Thursday, August 4, 2011

With negative Global cues surrounding, its time for cherry picking...


Aggressive stance taken by RBI to hike repo rates by 50 basis points spoilt the nascent bull rally which was building up in July. Determination of the regulator to bring down inflation even at the cost of significantly slowing down Economic Growth is causing nervousness in the markets. Moreover Government does not seem to be addressing the supply side constraints; the real issue which is causing inflation. In the absence of any major policy initiative taken by the government to augment supply of goods and services we seem to be heading for a secular high inflation, high interest rate regime. 

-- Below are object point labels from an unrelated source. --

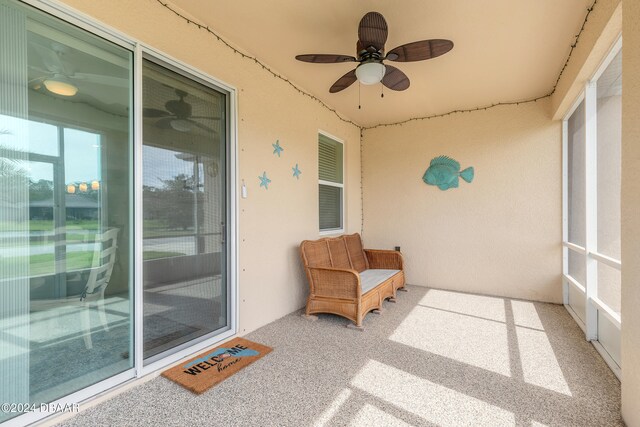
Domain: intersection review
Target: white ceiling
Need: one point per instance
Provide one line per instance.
(505, 50)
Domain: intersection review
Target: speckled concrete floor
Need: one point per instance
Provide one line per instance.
(434, 358)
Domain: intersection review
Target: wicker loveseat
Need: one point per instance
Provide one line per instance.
(347, 280)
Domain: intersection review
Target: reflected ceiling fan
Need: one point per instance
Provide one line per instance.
(372, 35)
(178, 115)
(60, 76)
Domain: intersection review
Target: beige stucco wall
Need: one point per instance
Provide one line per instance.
(631, 214)
(499, 235)
(271, 222)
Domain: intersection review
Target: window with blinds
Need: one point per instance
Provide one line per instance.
(331, 183)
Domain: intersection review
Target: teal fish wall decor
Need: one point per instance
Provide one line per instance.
(443, 171)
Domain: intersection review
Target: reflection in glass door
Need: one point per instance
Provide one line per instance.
(184, 211)
(65, 182)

Global cues are also negative; thereby adding to the woes of market participants. Debt worries of the developed world again do not have any immediate solution in sight. To sum it up, we seem to be very far away from a stable and sustainable bull market. The only silver lining is the relatively better economic outlook for the domestic market despite the specter of soaring inflation. Also liquidity in the international markets is likely to remain high on the back of more economic stimulus and relief measures announced by various governments. This means that inflow from FIIs should remain robust despite gloomy indicators all around us.

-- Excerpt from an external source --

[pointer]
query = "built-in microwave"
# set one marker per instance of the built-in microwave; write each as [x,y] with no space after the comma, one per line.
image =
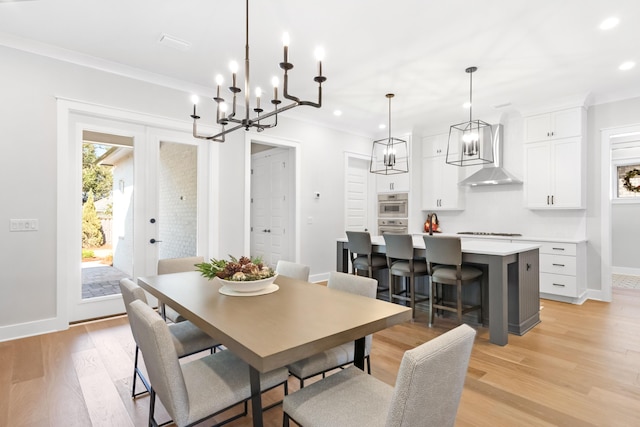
[393,205]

Under these circumstances our best guess is that indices will remain range bound. They may not break out on the upside due to so many negative indicators and at the same are unlikely to fall significantly due to strong inflows from FIIs. Stock specific movements are likely to continue dominating proceedings in the market. Stocks of companies with good cash flows, reasonable leverage and unseasonal businesses are likely to be the best places to park your money. FMCG, Pharma, Retail, Media, Lifestyle and utility sectors are likely to have the maximum buying bets going forward.
For investors our advise is to stay invested but rotate your holdings in favor of stocks of companies enjoying good cash flows in their respective businesses and available at attractive valuations. A stock specific approach with preference to fundamentally strong counters in consumer and utility sectors should help reap good returns despite the overall negative bias in the market.